Claude Code as a General Agent
Back in January I made some foolhardy predictions about AI/LLMs, including that “agents” would once again fail to happen
I was entirely wrong about that. 2025 really has been the year of “agents”, no matter which of the many conflicting definitions you decide to use (I eventually settled on "tools in a loop").
Claude Code is, with hindsight, poorly named. It’s not purely a coding tool: it’s a tool for general computer automation. Anything you can achieve by typing commands into a computer is something that can now be automated by Claude Code. It’s best described as a general agent. Skills make this a whole lot more obvious and explicit
I find the potential applications of this trick somewhat dizzying
Skills compared to MCP
Over time the limitations of MCP have started to emerge. The most significant is in terms of token usage: GitHub’s official MCP on its own famously consumes tens of thousands of tokens of context, and once you’ve added a few more to that there’s precious little space left for the LLM to actually do useful work.
Almost everything I might achieve with an MCP can be handled by a CLI tool instead
Skills have exactly the same advantage, only now I don’t even need to implement a new CLI tool. I can drop a Markdown file in describing how to do a task instead, adding extra scripts only if they’ll help make things more reliable or efficient.
Here come the Skills
One of the most exciting things about Skills is how easy they are to share. I expect many skills will be implemented as a single file—more sophisticated ones will be a folder with a few more.
Anthropic have Agent Skills documentation and a Claude Skills Cookbook.
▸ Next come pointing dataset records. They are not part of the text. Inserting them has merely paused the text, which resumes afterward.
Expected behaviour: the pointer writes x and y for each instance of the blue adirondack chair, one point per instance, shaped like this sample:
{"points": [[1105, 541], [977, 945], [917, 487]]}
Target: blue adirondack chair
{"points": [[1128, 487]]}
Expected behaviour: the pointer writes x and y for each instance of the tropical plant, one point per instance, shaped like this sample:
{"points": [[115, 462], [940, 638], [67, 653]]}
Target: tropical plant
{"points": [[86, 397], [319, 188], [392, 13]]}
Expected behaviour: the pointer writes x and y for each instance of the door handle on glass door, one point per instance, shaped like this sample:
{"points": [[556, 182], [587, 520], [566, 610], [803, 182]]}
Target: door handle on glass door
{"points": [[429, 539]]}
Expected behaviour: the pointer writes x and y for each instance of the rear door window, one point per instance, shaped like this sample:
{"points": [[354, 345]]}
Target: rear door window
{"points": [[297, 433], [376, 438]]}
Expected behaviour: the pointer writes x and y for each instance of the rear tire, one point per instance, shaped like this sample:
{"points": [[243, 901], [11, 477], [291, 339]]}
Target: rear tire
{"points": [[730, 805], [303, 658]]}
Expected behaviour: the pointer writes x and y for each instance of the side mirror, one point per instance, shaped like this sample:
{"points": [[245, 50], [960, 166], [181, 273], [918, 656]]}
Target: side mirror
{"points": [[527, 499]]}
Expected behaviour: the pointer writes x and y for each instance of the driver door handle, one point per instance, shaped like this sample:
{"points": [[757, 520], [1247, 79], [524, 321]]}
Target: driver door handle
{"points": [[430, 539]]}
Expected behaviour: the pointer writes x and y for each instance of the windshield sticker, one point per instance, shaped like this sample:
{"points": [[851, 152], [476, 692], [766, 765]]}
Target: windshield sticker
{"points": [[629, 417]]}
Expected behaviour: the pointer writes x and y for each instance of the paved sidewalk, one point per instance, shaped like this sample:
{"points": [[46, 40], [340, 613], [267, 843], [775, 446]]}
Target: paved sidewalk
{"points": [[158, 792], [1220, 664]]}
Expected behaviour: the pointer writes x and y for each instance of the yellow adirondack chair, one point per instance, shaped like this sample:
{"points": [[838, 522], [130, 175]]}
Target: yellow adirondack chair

Something else I love about the design of skills is there is nothing at all preventing them from being used with other models.
You can grab a skills folder right now, point Codex CLI or Gemini CLI at it and say “read pdf/SKILL.md and then create me a PDF describing this project” and it will work, despite those tools and models having no baked in knowledge of the skills system.
The simplicity is the point
I’ve seen a some push back against skills as being so simple they’re hardly a feature at all. Plenty of people have experimented with the trick of dropping extra instructions into a Markdown file and telling the coding agent to read that file before continuing with a task. AGENTS.md is a well established pattern
The core simplicity of the skills design is why I’m so excited about it.
Skills are Markdown with a tiny bit of YAML metadata and some optional scripts in whatever you can make executable in the environment. They feel a lot closer to the spirit of LLMs—throw in some text and let the model figure it out.